[export] support linear & layer_norm unbacked #155260

ColinPeppler · 2025-06-05T20:38:23Z

What

use definitely_contiguous_for_memory_format instead of is_contiguous when the non-contiguous case is fine if we encounter a DDE.
use ref's contiguous over Aten's contiguous because Aten's version will DDE and stop tracing. ref's version will use definitely_contiguous_for_memory_format and clone if there's a DDE.

Example DDEs

Fixed with definitely_contiguous_for_memory_format in fast_binary_impl

torch._dynamo.exc.UserError: Could not guard on data-dependent expression Eq((u0//387), 0) (unhinted: Eq((u0//387), 0)).  (Size-like symbols: u0)

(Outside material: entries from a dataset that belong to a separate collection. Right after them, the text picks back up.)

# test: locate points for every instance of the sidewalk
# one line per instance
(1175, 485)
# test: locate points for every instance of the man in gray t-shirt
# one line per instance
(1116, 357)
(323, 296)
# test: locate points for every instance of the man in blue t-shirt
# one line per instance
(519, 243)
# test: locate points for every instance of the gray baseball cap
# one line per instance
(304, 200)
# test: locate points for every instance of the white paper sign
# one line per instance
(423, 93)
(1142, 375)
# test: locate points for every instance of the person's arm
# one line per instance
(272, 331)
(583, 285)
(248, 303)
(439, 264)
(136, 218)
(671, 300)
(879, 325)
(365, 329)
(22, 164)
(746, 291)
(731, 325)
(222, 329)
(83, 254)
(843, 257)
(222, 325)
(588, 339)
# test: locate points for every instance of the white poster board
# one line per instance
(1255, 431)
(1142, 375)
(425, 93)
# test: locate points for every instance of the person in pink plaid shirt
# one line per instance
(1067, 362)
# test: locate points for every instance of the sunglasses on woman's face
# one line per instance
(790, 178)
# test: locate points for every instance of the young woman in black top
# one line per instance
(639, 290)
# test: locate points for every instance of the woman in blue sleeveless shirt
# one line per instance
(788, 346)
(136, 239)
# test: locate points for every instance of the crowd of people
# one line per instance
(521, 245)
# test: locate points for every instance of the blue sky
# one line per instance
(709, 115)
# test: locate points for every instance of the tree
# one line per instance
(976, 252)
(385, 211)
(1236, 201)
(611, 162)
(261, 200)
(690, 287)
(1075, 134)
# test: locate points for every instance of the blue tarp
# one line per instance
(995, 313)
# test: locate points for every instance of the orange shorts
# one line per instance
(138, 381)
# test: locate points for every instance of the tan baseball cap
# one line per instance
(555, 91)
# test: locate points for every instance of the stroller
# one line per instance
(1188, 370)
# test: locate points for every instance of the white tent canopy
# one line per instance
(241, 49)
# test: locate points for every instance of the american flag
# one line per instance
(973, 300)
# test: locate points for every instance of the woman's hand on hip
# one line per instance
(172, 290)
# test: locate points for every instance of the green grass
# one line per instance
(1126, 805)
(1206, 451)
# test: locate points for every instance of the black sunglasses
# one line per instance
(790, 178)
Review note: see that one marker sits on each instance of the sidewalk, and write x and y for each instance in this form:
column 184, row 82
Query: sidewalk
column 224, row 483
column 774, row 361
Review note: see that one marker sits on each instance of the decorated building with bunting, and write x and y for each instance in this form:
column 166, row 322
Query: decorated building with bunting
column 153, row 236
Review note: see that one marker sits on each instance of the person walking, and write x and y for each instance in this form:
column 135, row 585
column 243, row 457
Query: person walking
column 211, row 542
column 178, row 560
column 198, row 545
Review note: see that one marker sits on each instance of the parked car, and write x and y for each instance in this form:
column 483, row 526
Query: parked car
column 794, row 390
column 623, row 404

Caused by: layer_norm = self.layer_norm(linear)  # caffe2/test/export/test_export.py:4566 in forward (_subclasses/fake_impls.py:1022 in fast_binary_impl)

Fixed with refs.contiguous instead of calling aten's contiguous (that'd require a bigger re-write in Aten)

  File "c10/core/TensorImpl.h", line 825, in torch::autograd::THPVariable_contiguous(_object*, _object*, _object*)
  File "c10/core/SymbolicShapeMeta.h", line 87, in c10::TensorImpl::is_contiguous_default(c10::MemoryFormat) const
  File "c10/core/SymbolicShapeMeta.cpp", line 250, in c10::SymbolicShapeMeta::init_is_contiguous() const

torch.fx.experimental.symbolic_shapes.GuardOnDataDependentSymNode: Could not guard on data-dependent expression Eq(128*((u0//387)), 0) (unhinted: Eq(128*((u0//387)), 0)).  (Size-like symbols: u0)

Caused by: (_refs/__init__.py:3302 in native_layer_norm)

Fixed with definitely_contiguous_for_memory_format in ref's contiguous

torch.fx.experimental.symbolic_shapes.GuardOnDataDependentSymNode: Could not guard on data-dependent expression 387*((u0//387)) < 2 (unhinted: 387*((u0//387)) < 2).  (Size-like symbols: u0)

Caused by: (_prims_common/__init__.py:279 in is_contiguous)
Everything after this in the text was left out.